I recently wrote a review to celebrate the twentieth anniversary of the first Mediator complex EM reconstruction. This blog post is an update with clickable links (links to the papers and to the PDB/EMDB codes).
Recently I started a Twitter thread highlighting a couple of seminal discoveries in molecular biology going back in the 40’s 50’s #classicpaper. I received many positive feedback and the thread was quite popular. I am of course very pleased but this was also quite unexpected.
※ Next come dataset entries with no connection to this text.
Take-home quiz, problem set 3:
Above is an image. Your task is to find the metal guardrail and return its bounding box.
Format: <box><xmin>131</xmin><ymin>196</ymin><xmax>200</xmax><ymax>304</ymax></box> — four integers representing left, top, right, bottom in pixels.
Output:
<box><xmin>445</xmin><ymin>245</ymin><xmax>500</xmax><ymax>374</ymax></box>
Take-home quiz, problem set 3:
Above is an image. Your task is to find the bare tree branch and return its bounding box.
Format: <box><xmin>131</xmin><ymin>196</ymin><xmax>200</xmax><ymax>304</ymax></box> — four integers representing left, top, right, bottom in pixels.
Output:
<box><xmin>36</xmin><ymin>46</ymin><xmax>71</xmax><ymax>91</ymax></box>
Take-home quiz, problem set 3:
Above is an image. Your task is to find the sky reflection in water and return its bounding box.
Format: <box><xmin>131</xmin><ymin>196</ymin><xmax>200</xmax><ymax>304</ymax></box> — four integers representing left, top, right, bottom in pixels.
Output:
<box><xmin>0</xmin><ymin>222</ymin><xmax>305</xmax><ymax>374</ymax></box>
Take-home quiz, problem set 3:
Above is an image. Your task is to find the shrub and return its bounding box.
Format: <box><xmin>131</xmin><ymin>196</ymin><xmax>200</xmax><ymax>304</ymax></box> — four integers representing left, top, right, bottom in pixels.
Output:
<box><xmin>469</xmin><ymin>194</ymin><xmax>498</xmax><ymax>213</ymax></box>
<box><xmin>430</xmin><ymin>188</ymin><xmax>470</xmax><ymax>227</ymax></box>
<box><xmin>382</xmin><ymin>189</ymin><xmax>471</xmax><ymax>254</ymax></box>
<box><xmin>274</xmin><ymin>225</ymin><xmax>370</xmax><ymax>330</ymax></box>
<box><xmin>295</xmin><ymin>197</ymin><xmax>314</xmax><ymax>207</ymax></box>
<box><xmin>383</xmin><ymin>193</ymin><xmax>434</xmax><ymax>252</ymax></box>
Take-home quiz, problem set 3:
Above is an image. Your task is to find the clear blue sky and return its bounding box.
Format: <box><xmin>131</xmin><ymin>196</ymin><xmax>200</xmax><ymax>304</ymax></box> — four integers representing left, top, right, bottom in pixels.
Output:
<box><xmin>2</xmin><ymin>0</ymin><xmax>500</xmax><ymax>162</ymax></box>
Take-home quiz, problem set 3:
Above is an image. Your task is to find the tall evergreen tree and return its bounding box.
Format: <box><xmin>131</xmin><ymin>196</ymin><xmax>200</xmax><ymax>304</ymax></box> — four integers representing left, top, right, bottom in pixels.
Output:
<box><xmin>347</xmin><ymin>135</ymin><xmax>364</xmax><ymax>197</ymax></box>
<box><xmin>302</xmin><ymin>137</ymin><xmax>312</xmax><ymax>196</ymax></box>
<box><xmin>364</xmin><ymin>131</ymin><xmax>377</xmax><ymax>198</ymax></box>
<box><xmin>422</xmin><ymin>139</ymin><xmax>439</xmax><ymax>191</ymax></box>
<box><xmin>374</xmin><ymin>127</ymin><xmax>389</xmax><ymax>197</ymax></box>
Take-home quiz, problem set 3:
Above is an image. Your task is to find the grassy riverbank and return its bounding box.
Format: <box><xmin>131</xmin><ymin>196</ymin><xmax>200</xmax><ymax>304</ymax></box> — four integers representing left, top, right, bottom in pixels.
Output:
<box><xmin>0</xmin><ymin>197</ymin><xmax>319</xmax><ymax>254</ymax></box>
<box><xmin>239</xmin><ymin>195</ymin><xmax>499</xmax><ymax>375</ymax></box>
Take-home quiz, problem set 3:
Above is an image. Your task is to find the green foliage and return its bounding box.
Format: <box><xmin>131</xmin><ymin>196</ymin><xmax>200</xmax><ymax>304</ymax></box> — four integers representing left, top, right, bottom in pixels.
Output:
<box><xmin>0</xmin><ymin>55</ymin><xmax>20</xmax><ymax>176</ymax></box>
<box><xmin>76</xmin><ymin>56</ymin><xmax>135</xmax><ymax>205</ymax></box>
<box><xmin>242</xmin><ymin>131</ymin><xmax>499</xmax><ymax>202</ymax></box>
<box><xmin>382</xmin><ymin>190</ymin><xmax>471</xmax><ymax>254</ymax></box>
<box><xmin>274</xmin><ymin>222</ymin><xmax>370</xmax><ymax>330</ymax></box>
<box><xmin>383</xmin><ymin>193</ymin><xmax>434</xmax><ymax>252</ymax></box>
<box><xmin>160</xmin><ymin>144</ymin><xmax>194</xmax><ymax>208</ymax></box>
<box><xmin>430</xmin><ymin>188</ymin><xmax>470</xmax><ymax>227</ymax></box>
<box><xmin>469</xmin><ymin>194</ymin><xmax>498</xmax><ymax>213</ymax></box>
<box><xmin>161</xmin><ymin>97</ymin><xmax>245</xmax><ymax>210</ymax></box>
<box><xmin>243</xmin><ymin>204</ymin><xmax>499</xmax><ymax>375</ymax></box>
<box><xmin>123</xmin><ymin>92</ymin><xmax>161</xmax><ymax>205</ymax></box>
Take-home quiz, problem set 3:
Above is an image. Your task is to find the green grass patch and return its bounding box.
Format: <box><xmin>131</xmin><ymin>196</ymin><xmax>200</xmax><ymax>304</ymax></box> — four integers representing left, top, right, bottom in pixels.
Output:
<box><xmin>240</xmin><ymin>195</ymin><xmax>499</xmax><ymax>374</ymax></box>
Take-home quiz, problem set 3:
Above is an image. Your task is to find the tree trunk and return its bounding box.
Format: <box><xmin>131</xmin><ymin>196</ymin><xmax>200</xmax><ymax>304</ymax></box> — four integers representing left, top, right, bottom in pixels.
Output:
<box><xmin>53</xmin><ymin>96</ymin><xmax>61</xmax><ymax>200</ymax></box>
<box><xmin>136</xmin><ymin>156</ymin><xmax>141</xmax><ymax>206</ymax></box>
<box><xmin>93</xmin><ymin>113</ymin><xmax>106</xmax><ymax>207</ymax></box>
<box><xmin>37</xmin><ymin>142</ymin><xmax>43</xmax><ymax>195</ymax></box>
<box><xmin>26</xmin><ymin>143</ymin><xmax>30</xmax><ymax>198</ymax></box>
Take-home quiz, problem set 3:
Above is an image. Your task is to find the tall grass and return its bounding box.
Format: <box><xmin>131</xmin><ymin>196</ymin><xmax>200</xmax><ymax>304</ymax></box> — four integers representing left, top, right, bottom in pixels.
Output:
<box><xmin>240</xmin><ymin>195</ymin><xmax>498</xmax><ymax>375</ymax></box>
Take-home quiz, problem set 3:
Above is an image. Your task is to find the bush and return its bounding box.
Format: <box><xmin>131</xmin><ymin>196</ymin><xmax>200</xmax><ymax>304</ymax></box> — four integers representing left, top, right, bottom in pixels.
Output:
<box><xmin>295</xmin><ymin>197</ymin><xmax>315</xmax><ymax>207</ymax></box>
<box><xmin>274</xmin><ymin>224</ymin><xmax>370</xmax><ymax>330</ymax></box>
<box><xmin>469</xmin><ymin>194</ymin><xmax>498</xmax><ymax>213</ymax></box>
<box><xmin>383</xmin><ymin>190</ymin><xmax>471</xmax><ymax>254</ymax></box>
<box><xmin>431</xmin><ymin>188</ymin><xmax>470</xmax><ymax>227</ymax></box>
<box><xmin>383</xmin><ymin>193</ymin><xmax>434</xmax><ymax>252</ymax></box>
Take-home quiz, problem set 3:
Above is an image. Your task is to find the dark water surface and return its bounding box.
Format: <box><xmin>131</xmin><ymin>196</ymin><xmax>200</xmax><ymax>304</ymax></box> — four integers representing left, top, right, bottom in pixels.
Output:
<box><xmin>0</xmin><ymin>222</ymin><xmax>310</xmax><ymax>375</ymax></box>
Unexpected because it’s classic textbook knowledge really, unexpected (but again a pleasant surprise) because I wrongly thought apparently that nobody anymore read old scientific papers.
I certainly did not read all these papers when I was a student but as I am getting older, I have a growing interest in the history of science. The birth of molecular biology is a fascinating golden period from the revelation of the double helix of DNA to the cracking of the genetic code and first glimpses of gene regulation. This thread was inspired by reading ‘She has her mother’s laugh’ by Carl Zimmer, ‘Life’s greatest secret’ by Matthew Cobb, ‘The eighth day of creation’ by Horace Judson, ‘Brave genius’ by Sean B Carroll and ‘Histoire de la Biologie Moléculaire’ by Michel Morange (that is going to be translated in English by Matthew Cobb).
I strongly encourage students to read these books and these seminal papers (unfortunately many of these seminal papers are still under paywall but you know what to do*). Again, this golden age of creative thought and hypothesis-driven research is such an inspiration. The strategies and methodologies created from scratch for almost each experiments, the concepts developed that are still true and central to modern biology, pure joy. As I sometimes said, if time travel was possible I would love to have lived in the 50’s-60’s to witness the birth of Molecular Biology and meet all these fantastic scientists.
1⃣ 1944 Oswald Avery, Colin MacLeod & Maclyn McCarty – DNA, not protein as was commonly believed, is the hereditary material for bacteria, and the cause of bacterial transformation.
2⃣ 1947 André Boivin & Roger Vendrely – a near forgotten 2 pages in French that suggest almost explicitly that DNA –> RNA –> protein.
3⃣ 1952 & 1953 Alexander Dounce – like Boivin & Vendrely, Dounce is one of the first to propose that DNA might serve as a template for the synthesis of RNA, which in turn serves as a template for the synthesis of proteins.
4⃣ 1952 Alfred Hershey & Martha Chase – They confirmed that DNA was the molecule of heredity a.k.a as the blender experiment. (However as Matthew Cobb told me, After the experiment, after the double helix, Hershey still thought protein played a role. See this recount for example).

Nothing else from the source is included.